This project will contribute to the national need for well-educated engineers and technicians in production engineering. It will do so by supporting two, two-day workshops on production engineering education by the University of Tennessee Chattanooga and Tennessee Technological University. The overall goal of the workshops is to recommend educational approaches for the rapidly expanding production technology of digital twin research and development. A digital twin is a virtual model of a process, product, or service. This pairing of virtual and physical worlds enables analysis and improvement of systems, including production engineering systems. For example, by developing new efficiencies first in the digital twin, and then testing them in the physical twin, processes and products can be improved. It is expected that these workshops will contribute to achieving scalable, reliable, and cost-effective strategies for creation of digital twins that accurately represent complex systems, such as manufacturing and chemical plants, airplanes, and wind turbines. The workshops will also contribute to developing guidelines for training the STEM workforce needed to develop and implement digital twins in production engineering and other applications. The first workshop will be held at the University of Tennessee Chattanooga and will result in a report describing the intellectual contributions of multiple disciplines to the use of digital twins in production engineering. The second workshop, to be held at Tennessee Technological University four months later, will result in a report describing curriculum recommendations for digital twin production engineering education.
These workshops will convene thought leaders in high-performance computing, software engineering, uncertainty quantification, control system, digital twin modeling and simulation, and engineering education to develop recommendations for effective, innovative, distributed education related to digital twins, particularly in production engineering. In addition, they are expected to lead to convergent research projects at the intersection of educational research and the multidisciplinary areas needed to design, implement, and operate digital twins. At the workshops, these disciplines will come together to establish conceptual models for education that will prepare workers to design digital twins that better integrate with production engineering environments.
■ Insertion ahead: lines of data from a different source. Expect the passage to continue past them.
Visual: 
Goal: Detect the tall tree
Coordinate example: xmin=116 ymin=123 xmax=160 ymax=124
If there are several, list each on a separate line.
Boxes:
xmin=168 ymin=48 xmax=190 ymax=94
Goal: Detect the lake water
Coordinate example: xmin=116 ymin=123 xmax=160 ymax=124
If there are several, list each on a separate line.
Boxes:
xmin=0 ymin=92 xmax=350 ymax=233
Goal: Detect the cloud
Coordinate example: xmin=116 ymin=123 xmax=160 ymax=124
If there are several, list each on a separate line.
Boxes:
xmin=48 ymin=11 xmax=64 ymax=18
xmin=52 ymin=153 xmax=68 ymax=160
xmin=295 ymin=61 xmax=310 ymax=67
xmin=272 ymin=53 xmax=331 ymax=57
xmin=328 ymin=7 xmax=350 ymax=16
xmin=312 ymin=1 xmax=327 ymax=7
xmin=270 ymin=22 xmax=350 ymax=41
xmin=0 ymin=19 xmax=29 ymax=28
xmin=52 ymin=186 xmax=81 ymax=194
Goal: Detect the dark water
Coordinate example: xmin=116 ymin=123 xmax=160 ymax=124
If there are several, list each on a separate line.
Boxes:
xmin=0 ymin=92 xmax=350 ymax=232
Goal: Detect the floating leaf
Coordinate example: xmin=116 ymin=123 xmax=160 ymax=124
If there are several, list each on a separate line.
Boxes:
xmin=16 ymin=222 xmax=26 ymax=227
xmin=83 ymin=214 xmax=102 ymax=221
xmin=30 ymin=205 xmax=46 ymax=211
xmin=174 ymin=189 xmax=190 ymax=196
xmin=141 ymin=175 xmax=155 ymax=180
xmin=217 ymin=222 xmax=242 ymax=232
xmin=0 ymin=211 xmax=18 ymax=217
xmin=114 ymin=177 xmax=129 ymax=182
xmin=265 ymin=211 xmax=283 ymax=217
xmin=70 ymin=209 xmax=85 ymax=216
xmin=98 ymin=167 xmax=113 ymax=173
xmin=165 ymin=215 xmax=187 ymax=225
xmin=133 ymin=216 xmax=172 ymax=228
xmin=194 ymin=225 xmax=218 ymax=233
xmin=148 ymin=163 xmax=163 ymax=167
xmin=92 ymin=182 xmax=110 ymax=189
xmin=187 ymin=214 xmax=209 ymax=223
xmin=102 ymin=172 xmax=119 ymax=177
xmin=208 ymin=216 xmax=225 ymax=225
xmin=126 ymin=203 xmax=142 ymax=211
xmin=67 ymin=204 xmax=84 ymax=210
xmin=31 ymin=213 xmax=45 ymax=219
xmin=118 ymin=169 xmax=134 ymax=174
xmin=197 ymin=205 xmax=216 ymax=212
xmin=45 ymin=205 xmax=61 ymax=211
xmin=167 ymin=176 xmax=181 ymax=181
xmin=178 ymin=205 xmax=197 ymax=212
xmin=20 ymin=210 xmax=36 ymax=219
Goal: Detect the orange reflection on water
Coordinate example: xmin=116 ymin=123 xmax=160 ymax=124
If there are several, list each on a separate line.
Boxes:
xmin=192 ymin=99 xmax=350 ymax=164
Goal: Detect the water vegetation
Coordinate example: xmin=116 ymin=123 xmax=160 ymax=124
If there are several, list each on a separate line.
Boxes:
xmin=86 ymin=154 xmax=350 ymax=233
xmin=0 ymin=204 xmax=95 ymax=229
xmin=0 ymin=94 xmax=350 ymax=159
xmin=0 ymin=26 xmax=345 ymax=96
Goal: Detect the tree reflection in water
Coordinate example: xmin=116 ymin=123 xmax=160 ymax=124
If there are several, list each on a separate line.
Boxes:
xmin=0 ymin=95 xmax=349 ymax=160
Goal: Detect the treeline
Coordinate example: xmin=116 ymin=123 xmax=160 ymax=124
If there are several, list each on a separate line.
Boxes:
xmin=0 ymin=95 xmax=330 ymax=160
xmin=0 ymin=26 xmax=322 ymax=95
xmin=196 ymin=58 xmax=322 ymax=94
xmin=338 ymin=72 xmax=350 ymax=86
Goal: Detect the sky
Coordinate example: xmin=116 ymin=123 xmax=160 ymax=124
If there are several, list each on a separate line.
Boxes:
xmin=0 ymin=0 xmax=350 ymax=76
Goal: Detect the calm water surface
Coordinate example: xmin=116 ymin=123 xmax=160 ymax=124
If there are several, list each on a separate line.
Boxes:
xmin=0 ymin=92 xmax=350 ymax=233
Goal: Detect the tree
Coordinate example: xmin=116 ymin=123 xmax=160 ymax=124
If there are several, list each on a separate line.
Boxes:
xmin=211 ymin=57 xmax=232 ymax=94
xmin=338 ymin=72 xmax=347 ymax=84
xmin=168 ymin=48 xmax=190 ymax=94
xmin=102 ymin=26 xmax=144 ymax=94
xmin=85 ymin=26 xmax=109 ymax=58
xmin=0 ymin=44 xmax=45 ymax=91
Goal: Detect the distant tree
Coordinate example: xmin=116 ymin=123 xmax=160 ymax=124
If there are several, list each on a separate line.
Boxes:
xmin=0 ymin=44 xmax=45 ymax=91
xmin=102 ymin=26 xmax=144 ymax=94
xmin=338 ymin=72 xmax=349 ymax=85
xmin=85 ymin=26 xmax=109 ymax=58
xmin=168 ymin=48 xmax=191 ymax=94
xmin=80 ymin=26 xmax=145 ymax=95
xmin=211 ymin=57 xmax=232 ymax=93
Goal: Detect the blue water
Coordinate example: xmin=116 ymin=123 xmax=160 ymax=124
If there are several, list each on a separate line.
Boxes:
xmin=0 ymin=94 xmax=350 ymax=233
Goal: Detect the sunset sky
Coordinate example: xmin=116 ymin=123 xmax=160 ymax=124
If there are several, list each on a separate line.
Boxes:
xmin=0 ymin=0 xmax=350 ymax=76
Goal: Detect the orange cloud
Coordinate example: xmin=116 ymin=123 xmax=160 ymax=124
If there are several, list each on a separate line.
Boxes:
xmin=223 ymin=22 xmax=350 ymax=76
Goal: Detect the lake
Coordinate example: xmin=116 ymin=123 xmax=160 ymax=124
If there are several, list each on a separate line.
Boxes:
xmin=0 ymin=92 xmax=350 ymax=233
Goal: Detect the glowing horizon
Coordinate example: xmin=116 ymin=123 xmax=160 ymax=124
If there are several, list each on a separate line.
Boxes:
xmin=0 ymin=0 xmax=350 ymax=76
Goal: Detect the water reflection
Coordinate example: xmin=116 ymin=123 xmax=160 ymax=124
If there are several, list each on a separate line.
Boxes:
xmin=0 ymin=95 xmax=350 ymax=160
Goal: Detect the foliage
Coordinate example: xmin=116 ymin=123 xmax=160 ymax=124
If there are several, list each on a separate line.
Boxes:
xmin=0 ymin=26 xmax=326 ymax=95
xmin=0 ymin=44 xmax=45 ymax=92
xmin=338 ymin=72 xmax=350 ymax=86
Collaborations are expected to emerge between educators and domain experts, yielding outcomes such as the enhanced design of high-performance simulation and machine learning software systems that are both responsive to evolving needs of production environments and suitable for use in classroom and virtual environments.
This project is funded by NSF's EHR Core Research: Production Engineering Education and Research (ECR: PEER) program, which seeks to improve the education of future and current professionals in production engineering. It also aims to study the effectiveness of the innovative educational strategies adopted by these projects.
This award reflects NSF's statutory mission and has been deemed worthy of support through evaluation using the Foundation's intellectual merit and broader impacts review criteria.